There could be a 2.5bn tonne fall in global carbon emissions from the fossil fuel industry this year, according to data commissioned by The Guardian.
The 5% drop in demand - the largest fall on record - has been triggered by the COVID-19 pandemic. According to the latest figures, the lockdowns and restrictions across the globe will cut trillions of cubic metres of gas, billions of barrels of oil, and millions of tonnes of coal from global energy in 2020. This will result in the fossil fuel industry experiencing the largest fall in CO2 emissions ever recorded.
Experts had initially predicted that the carbon emissions for 2020 from cement production and fossil fuels would rise. Now, they are expecting emissions to fall by around 5% - the lowest levels for around ten years.
The head of the International Energy Agency, Dr Fatih Birol, has warned that the drop in emissions should not be viewed as a triumph against the climate emergency.
“This decline is happening because of the economic meltdown in which thousands of people are losing their livelihoods, not as a result of the right government decisions in terms of climate policies,” Birol said.
“The reason we want to see emissions decline is because we want a more livable planet and happier, healthier people”.
The Norwegian energy consultancy, Rystad Energy, found that the sudden fall in flights and vehicles on the road could cause the global demand for oil to tumble by over five times more than the drop experienced after the 2008 financial crisis.
According to Rystad, the fall in demand for crude oil will result in a cut of 1.8bn tonnes of CO2 emissions that would otherwise have added to the climate crisis. They also expect the fall in demand for gas and coal to cut another 700m tonnes of emissions.
A senior partner at Rystad, Erik Holm Reiso, said: “The coronavirus pandemic is an unprecedented event for energy markets, which will have a substantial impact on the world’s total carbon emissions.
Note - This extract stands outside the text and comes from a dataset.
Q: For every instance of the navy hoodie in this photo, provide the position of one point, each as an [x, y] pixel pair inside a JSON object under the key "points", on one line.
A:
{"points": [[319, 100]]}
“The last time demand for oil contracted, during the financial crisis in 2008 to 2009, demand fell by 1.3m barrels of oil a day. But Covid-19 could cause oil demand to fall by more than five times as much”.
However, Birol argues that governments must include measures for clean energy in their economic stimulus packages once the pandemic is under control, otherwise “this decline could be easily wiped out in the rebound of the economy”.
“These figures are important and impressive. But they don’t make me happy. For me it’s more important about what happens next year, and the year after that,” Birol said.